Wow. I am speechless. I thought I would just tell you how I love the instore Starbucks as well (I changed grocery stores over it!), but I kept reading and...wow. I'm glad the rest of your night came out well after all that! (I really can't believe that woman took your grapes!)

Wow. Been there, done that. I feel your pain.

WOW!!
You go Mom!

youch. You can teach Nik this camp song from my youth:

Ta-ra-ra-boom-dee-aa
My tent just floated away
And I'm left standing here
With all my camping gear.

My Mother told me so!
She told me not to go.
I wish I had not left,
Then I would NOT be wet!

(Or maybe he would, since his mother would then have dragged him through a raging storm in the grocery store parking lot.)

Can I just say that I am trhilled that I am NOT the meanest mommy ever. YOU ARE! We joke about it at my house all the time. Of cours,e yesterday when WIlliam thought it would be fun to run away and hide from me at the science center (FTR, he was safe, just hiding as there are no spare exits) I told him we had to go home right that second because of what he had done. Id din't mention that we had been headed home in about 3 minutes anyway. Maybe we can share the meanest mama crown.
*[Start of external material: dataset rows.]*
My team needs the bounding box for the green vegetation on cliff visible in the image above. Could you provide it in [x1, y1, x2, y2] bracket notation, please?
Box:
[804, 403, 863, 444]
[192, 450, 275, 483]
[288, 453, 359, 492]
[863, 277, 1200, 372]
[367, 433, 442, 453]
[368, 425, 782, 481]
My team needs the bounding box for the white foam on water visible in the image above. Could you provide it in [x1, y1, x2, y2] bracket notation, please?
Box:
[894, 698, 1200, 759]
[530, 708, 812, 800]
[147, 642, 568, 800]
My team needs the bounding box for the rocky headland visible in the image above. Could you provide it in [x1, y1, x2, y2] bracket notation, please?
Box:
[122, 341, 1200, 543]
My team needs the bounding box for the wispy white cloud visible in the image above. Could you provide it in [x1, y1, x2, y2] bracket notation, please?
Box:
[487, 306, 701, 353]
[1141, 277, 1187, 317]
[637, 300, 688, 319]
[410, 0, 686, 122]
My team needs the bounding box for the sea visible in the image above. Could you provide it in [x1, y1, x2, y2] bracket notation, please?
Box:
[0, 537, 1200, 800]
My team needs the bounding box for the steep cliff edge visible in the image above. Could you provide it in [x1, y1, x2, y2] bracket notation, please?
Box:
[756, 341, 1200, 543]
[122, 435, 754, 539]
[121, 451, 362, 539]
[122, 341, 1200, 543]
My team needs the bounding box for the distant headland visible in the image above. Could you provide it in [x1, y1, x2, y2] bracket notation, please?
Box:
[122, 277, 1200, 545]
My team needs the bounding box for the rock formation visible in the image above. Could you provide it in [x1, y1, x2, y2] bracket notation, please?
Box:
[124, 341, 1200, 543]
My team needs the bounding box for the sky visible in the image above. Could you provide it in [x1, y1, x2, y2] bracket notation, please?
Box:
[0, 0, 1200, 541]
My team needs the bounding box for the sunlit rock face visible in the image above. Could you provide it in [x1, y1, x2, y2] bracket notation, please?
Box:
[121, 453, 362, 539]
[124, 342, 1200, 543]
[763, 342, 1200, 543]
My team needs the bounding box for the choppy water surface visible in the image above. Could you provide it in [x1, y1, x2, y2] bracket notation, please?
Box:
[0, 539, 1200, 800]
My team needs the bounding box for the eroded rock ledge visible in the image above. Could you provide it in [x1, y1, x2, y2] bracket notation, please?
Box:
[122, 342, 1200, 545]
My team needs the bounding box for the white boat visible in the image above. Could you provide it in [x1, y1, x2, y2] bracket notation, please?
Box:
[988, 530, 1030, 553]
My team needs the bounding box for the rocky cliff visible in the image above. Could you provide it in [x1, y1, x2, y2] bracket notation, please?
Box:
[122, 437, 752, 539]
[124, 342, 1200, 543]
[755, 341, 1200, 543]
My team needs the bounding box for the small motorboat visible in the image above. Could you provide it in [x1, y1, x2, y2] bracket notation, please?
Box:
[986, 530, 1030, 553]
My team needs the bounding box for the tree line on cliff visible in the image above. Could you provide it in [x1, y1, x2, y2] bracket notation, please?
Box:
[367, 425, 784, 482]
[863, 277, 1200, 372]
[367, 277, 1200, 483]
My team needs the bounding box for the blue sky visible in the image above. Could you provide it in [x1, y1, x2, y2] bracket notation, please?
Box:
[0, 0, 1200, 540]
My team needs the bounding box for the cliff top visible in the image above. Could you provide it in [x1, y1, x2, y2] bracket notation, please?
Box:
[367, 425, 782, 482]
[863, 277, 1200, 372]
Hilarious! I so feel your pain! Aren't you glad you had movies to watch?
Mary

Man, I wonder what stunt I would have to pull at the grocery store to get sent to bed at 7:15pm?!?! MMMMM sleep!!!!
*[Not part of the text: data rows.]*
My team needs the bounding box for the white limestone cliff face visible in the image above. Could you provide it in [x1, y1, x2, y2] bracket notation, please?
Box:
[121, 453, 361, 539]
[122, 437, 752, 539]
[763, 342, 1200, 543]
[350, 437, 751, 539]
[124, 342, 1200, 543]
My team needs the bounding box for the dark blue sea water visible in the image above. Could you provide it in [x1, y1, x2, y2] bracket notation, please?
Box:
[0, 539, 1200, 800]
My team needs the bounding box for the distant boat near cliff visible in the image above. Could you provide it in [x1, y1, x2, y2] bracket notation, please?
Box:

Sorry the kids were fighting, but I am SO using that punishment not if it becomes necessary but WHEN it becomes necessary because I know it will.:) By the way, I love your blog.:)

bummer about the store and this horrid rain. Will it ever stop? I was all excited to hear how your kids liked Aquamarine and then....! We adore Aqua... Everytime we see a watertower, they shriek Aquamarine lives there! They also want aqua streaks in their hair. I felt your pain...literally, I believe.

I like your stern punishment and your follow through. You mean what you say and that's being a very good mother.
Hope you enjoyed your quiet time alone. (No doubt you did.)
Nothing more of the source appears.